「物証」だけが証拠ではない
テレビドラマなどの影響もあり、いじめの「証拠」というと「ボロボロにされた教科書」や「落書きされた上履き」などの「物証」を思い浮かべる人も多いかもしれません。しかし、「物証」に限らず目撃証言などの「人証」も証拠になります。
このケースの場合、Aさんの証言はBさんの言い分を裏付ける重要な証拠です。特に、コミュニケーション操作系のいじめでは、その態様がSNS上のいじめのように形に残るものでない限り物証も人証も現れにくいですから、その重要性はより高まります。ですので、Aさんのように「証言してくれる存在」を保護する意味で、(1)証言者の安全確保、(2)証言が変わる可能性を視野に入れる、という主に二つの観点からの配慮が必要になります。
そう考えた場合、Bさんのお母さんはAさんに事前に断ることなく、E先生に「Aさんから聞いた話」を話してしまっていますが、これは証言者の安全確保への配慮を欠く行為です。この後、AさんはE先生から問い詰められる(それも「聞き間違い」や「勘違い」を疑われた状態で)可能性が高く、そうなればAさんが極めて不安定な状態に置かれてしまいます。

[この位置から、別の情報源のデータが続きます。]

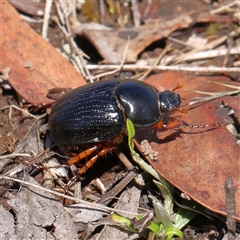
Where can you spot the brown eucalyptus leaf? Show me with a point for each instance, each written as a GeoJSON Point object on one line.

ですから、Bさんのお母さんとしては、Aさんから話を聞く過程で「どの話をどこまで学校に話してよいか」「Aさんの名前を出すことは可能か」などを確認しておく必要がありました。
加えて、Aさんの証言が今後変わる可能性も心得ておく必要があります。時間の経過で記憶が薄れる場合もありますし、Aさんの名前を学校に明かす場合は、矢面に立つ心理的負担から証言があいまいになってしまうこともあり得るからです。
大切なのは、Aさんから聞き取ったことを聞き取った日時も含めてメモを取るなどして記録しておくことです。そうすれば後々、Aさんの名前を出さなくても「Bさんが学校を休みがちになってきた時点でこのような証言をしてくれた人がいた」という事実は残ります。